Another group (T24PR48) received telaprevir in combination with peginterferon alfa-2a with ribavirin for 24 weeks followed by peginterferon alfa-2a and ribavirin for an additional 24 weeks. The T24P24 group received telaprevir and peginterferon alfa-2a for 24 weeks, and the PR48 group received placebo plus peginterferon alfa-2a in combination with ribavirin for 24 weeks, followed by peginterferon alfa-2a and ribavirin for an additional 24 weeks (control group). Most patients were Caucasian men, aged 51 years, who had previously not responded to therapy. Results showed that SVR was statistically significantly higher in each telaprevir group than in the control group.[38]

In addition, SVR rates were higher among patients who previously experienced relapse versus nonresponders. Logistic regression analyses revealed SVR was associated with assignment to the shorter telaprevir courses combined with longer peginterferon-ribavirin courses, previously undetectable HCV RNA levels, and low baseline viral load.

Rash

Maculopapular rash and pruritis were more common in groups that received telaprevir.

The median time to rash appearance was 7–28 days, and 18 patients (5%) in the telaprevir group discontinued treatment due to rash.

Also, patients in the telaprevir group were more likely to discontinue treatment due to adverse effects, with skin disorders the most common reason for discontinuation.

A decrease in hemoglobin levels was observed more frequently in the telaprevir-based groups versus the control group.

Overall, protease inhibitors hold promise in treating patients with chronic HCV.

To our knowledge, all studies have focused on genotype 1, and more studies are beginning to evaluate the use of protease inhibitors as an option for retreatment versus initial therapy. Broader patient populations and larger studies in the future will help to clarify the exact role of these agents in the treatment of HCV.

Special Considerations

Human Immunodeficiency Virus

Patients coinfected with HIV and HCV represent a unique challenge to the treatment of HCV. A large number of patients infected with HIV are also infected or become infected with HCV, leading to increased susceptibility to adverse treatment and disease effects, resulting in higher morbidity and mortality.[59] When patients with HIV are infected with HCV, they are less likely to spontaneously clear the virus, and the rate of liver disease progression may be accelerated.[59–62] Liver-related hospitalizations tripled for patients coinfected with HIV from 1994 to 2001.[6] Clinical judgment needs to be used regarding which coinfected patients to treat. Risk of serious liver disease should be weighed against the risk of morbidity from adverse events and anticipated treatment response.[7]
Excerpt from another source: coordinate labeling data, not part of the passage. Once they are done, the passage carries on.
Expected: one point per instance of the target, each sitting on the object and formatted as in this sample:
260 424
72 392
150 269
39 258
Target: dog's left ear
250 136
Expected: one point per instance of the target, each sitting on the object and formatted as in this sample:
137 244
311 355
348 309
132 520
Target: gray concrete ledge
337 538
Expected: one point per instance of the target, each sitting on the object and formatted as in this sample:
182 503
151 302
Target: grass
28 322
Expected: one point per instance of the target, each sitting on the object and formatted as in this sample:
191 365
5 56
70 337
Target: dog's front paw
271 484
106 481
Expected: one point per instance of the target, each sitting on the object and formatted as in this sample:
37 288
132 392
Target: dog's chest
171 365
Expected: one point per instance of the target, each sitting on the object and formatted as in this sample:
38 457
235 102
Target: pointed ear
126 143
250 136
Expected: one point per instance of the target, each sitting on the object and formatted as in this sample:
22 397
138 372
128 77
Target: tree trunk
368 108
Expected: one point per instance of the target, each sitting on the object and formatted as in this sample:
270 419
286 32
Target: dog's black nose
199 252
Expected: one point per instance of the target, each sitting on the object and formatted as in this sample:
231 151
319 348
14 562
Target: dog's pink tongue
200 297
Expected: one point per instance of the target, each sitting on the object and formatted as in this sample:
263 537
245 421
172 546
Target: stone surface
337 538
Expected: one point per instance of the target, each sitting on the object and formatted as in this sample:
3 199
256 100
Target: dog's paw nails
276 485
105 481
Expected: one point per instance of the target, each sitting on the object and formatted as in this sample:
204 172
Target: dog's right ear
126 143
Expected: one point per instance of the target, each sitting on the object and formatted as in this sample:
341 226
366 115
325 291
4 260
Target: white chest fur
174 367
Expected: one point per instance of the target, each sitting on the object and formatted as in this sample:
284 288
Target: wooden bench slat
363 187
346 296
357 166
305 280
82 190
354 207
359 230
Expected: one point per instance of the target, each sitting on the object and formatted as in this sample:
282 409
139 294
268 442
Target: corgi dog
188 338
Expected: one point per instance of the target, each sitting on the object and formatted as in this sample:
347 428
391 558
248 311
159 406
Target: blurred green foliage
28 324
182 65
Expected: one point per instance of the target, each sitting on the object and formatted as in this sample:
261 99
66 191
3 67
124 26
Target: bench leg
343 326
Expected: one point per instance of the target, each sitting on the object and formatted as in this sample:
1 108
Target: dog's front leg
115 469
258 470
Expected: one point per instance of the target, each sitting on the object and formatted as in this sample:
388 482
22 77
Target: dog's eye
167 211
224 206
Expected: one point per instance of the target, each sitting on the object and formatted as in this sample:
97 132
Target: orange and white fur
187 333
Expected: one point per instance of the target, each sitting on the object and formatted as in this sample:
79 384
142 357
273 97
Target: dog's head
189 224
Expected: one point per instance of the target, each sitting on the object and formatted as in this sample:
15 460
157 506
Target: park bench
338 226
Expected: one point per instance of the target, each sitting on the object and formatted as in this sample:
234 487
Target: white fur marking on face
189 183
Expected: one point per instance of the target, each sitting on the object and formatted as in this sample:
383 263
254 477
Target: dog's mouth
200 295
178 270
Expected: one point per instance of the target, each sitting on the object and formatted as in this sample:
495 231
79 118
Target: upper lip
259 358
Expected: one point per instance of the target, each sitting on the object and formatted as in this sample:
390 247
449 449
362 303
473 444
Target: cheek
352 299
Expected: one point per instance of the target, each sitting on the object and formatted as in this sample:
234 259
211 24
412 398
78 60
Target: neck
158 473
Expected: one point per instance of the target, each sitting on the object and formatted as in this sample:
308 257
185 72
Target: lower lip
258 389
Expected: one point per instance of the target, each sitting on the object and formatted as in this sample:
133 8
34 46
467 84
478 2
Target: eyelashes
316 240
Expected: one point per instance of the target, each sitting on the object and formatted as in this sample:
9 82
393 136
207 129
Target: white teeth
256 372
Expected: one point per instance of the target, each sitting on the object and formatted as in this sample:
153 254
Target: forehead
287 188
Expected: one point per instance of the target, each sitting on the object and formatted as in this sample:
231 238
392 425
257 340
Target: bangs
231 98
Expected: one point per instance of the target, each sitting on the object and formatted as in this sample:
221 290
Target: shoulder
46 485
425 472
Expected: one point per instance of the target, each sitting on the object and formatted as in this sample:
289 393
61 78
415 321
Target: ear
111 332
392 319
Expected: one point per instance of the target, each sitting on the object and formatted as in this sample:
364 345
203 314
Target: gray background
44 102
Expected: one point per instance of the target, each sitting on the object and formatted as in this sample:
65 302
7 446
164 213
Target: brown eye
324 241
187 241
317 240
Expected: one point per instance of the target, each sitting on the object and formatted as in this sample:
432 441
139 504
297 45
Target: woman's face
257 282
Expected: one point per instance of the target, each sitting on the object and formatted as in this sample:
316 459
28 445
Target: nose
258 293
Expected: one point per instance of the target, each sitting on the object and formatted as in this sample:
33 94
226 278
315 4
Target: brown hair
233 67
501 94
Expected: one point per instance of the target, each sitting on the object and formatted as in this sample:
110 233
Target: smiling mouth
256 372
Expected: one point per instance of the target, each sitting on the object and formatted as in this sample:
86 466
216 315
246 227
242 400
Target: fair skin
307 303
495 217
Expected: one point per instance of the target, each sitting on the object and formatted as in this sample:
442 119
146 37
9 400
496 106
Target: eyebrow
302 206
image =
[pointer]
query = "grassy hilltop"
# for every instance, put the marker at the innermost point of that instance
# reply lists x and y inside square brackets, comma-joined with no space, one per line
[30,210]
Peginterferon alfa plus ribavirin at standard dosages for 48 weeks is the recommended treatment for HIV-HCV–coinfected patients.[7, 59, 61, 62] Two meta-analyses of six and seven, respectively, randomized controlled trials found that peginterferon in combination with ribavirin was shown to produce a higher probability of achieving SVR compared with treatment with interferon or peginterferon monotherapy.[59, 62] Patients treated with peginterferon and ribavirin were less likely to withdraw from treatment and develop hepatic decompensation.[59] The SVR rate for patients with HIV and HCV genotypes 1 or 4 was 26%, versus 55% for genotypes 2 or 3.[62] A clinical outcome study of HIV-HCV–coinfected patients in Spain showed that patients who achieved SVR had a lower rate of all-cause mortality, liver-related death, and liver decompensation (p<0.05).[61]

Adverse effects and drug interactions with ribavirin are especially concerning in patients infected with both HIV and HCV.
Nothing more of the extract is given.